What Causes Blossom-End Rot?
Thankfully, blossom-end rot isn’t caused by a disease or pest. Instead, it results from a lack of calcium in the plant. This lack of calcium may be due to low calcium levels in the soil or—more often—soil that is over-or underwatered. When there are wide fluctuations in soil moisture, this reduces the plant’s ability to take up calcium from the soil. When the demand for calcium exceeds the supply, the tissues in the fruit break down, and blossom-end rot occurs.

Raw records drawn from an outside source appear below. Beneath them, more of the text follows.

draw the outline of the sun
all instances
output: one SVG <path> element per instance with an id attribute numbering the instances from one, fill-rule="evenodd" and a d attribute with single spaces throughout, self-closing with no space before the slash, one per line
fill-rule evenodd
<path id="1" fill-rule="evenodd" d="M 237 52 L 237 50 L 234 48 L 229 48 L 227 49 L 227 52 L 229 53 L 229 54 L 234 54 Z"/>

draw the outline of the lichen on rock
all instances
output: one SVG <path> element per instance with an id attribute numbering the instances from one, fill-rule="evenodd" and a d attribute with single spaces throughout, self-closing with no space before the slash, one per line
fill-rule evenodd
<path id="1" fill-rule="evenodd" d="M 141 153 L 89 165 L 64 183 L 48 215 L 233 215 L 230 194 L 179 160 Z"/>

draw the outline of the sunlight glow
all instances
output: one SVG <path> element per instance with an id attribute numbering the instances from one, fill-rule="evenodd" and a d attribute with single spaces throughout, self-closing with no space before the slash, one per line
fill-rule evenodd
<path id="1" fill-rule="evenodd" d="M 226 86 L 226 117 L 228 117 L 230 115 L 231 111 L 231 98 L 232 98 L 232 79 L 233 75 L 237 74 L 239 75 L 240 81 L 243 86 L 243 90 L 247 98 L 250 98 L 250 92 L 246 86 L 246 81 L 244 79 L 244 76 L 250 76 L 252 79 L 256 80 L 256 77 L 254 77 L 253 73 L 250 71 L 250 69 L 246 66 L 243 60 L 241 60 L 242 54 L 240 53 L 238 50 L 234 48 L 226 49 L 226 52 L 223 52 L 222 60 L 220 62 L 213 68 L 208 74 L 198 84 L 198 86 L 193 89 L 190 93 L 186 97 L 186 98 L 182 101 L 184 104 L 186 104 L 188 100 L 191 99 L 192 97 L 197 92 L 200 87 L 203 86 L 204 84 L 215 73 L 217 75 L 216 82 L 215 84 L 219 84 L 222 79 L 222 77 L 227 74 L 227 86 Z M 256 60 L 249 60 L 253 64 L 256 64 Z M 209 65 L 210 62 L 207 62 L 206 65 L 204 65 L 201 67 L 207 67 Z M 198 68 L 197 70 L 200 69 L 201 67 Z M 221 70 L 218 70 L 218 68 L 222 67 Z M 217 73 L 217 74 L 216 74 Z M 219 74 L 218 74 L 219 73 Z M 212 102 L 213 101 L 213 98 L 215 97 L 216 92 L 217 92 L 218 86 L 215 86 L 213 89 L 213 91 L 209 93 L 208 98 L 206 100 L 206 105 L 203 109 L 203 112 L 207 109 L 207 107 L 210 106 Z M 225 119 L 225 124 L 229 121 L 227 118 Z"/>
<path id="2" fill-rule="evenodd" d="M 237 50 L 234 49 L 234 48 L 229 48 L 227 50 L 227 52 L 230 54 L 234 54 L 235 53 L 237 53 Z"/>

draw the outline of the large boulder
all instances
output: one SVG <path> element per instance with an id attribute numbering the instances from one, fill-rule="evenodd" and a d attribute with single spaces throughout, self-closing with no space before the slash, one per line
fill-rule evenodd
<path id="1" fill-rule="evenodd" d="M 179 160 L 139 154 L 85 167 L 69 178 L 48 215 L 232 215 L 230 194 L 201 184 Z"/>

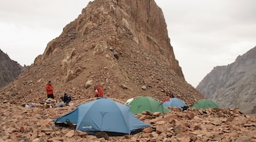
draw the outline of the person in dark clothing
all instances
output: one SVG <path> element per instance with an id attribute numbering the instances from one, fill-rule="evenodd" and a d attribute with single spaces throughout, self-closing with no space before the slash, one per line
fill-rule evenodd
<path id="1" fill-rule="evenodd" d="M 54 99 L 53 86 L 51 84 L 50 81 L 49 81 L 48 83 L 46 84 L 46 89 L 47 92 L 47 99 L 48 98 Z"/>
<path id="2" fill-rule="evenodd" d="M 64 94 L 64 97 L 61 97 L 63 102 L 64 103 L 65 103 L 66 106 L 68 106 L 69 102 L 70 102 L 71 101 L 71 97 L 69 94 L 68 94 L 67 93 Z"/>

In addition to watering issues, calcium deficiency during fruit formation may also be caused by:
- Too much nitrogen-heavy fertilizer
- Improper soil pH
- High salt levels in the soil
- Damage to plants’ roots
Being aware of these causes when caring for tomatoes and other garden plants is the best way to prevent blossom-end rot.
How to Identify Blossom-End Rot
Blossom-end rot first appears as water-soaked spots on the tomato's blossom end or bottom. The affected tissue breaks down rapidly, and the area becomes sunken, dark brown or black, and leathery. This can happen at any time as the tomatoes mature and most often on the first tomatoes of the season.
How to Prevent Blossom End Rot
- Once the fruit has BER, it will not recover. However, the plant is still healthy. Remove the affected fruit from the plant. The fruit is still good to eat if you remove the affected part.
- Blossom end rot most frequently occurs on fruit produced earlier and later in the season, when natural fluctuations in precipitation and cold weather occur.
- To avoid BER, properly site and prepare your garden bed before planting. Most crops need full sun and loose, well-drained organic soil. Make sure soil pH is slightly acidic, between 6.2 to 6.8, for optimum nutrient uptake. Test your soil to see if calcium is recommended. If it is, apply lime in the recommended quantity according to the manufacturer's instructions.
- Avoid planting too early in cool soils, inhibiting early root development, and making the plant more susceptible to BER. Start with a quality transplant: a healthy seedling with strong roots will make a healthy plant.
- Avoid wide fluctuations in soil moisture by applying 2-3 inches of mulch. This will moderate the release of water to plant roots and keep the soil from drying out when it is directly exposed to the sun.
- Avoid drought stress by ensuring your plants get at least 2 inches of rain or water per week. Apply enough water to moisten more than the top inch of soil. Container-grown plants will need more than 2 inches of applied water per week in hot weather; check them daily if possible. Consider using drip irrigation or soaker hoses. One or two soakings are better than many light waterings.
- Avoid over-fertilizing during the early fruiting stage, especially if the fertilizer contains high percentages of nitrogen. Instead, use fertilizers specially formulated for tomatoes. These fertilizers have the right amount of nitrogen and other micronutrients best for fruit production.
- Avoid close cultivation around the base of plants when weeding. A layer of mulch should help prevent the possible disturbance or damage of fragile roots accidentally.
- Keep garden records: You may discover that some crop varieties are more susceptible to blossom-end rot than others.